Alex kept writing for the next four months with no one to show the book to. She couldn’t send it to Bert now, or follow his directions. But she could hear him in her head, telling her what to do, when to stop and when to move ahead, when to end a chapter or write something really vivid with details of brutal murders. The story just rolled out of her head and onto the page, and she couldn’t hold it back. And on the last page, with a shocking exposé at the end, she knew it was finished, she didn’t need anyone to tell her. Not even Bert. And she knew he would have loved it.

She spent two more weeks polishing it and making small corrections. It was surprisingly clean, and then she scanned and emailed it to Rose Porter.

She read it the next day, in one sitting. She finished at 3 A.M. and called Alex. It was 8 A.M. in England.

“You’re back!” Rose said, sounding elated, as Alex sat smiling, staring into space. She knew it too. She had found the magic again, the secret. After five years of silence, Alexander Green had come alive again, returned from the dead, stronger than ever. “I’m sending this to your publisher tomorrow. And you’ll be paid three million this time.”

“That would be nice,” Alex said, smiling broadly. But it wasn’t about the money. It was about the dragon in her that wasn’t dead but only sleeping, and had roared to life again.



Rose told the publishers she wanted three million per book and a four-book contract, which made Alex nervous at first, but now she knew that she could do it, and so did her publishers. They all agreed, it really was the best book she’d ever written. She was better than ever. The shock of Bert’s death had brought her back to life. The pain of losing Miles had put her to sleep, and now every fiber of her being was tingling as though there was an electric current passing through her body.
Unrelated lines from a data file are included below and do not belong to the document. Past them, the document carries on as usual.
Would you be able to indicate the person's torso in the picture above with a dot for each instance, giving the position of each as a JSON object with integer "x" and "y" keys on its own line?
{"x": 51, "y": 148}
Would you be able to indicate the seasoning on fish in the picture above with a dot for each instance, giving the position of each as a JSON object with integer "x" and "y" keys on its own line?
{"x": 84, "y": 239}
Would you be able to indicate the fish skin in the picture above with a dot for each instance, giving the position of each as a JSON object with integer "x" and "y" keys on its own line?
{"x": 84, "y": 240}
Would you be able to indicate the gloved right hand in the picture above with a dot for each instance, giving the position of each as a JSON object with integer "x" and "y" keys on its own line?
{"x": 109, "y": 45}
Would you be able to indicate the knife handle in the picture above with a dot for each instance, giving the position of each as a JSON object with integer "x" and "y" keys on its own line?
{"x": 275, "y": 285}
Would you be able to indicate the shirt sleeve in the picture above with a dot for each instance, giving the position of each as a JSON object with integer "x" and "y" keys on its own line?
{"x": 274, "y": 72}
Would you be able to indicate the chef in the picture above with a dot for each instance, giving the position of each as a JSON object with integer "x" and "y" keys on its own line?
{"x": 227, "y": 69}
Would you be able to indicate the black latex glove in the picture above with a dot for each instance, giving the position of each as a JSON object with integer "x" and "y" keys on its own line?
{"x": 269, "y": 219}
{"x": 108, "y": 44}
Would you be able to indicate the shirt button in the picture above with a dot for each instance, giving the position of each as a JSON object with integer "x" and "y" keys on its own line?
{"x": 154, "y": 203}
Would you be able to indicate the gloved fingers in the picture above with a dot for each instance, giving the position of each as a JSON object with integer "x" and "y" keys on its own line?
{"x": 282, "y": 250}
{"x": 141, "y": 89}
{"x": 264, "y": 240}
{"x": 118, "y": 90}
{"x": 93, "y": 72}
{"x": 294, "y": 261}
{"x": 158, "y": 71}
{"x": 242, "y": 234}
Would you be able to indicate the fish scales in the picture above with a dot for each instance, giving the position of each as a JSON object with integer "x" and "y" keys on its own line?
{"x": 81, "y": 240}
She walked out into the garden with Desi after Rose called to tell her she got the four-book contract for her asking price. After scrimping and saving, losing everything, and almost having to sell the farm, she was back with more money than she’d ever had. She had lost Miles and Bert, but now she had Desi. Life had a strange way of trading one blessing for another. It had worked out in the end, and she hadn’t sold the farm. She knew Miles would have been proud of her. And now so was Bert.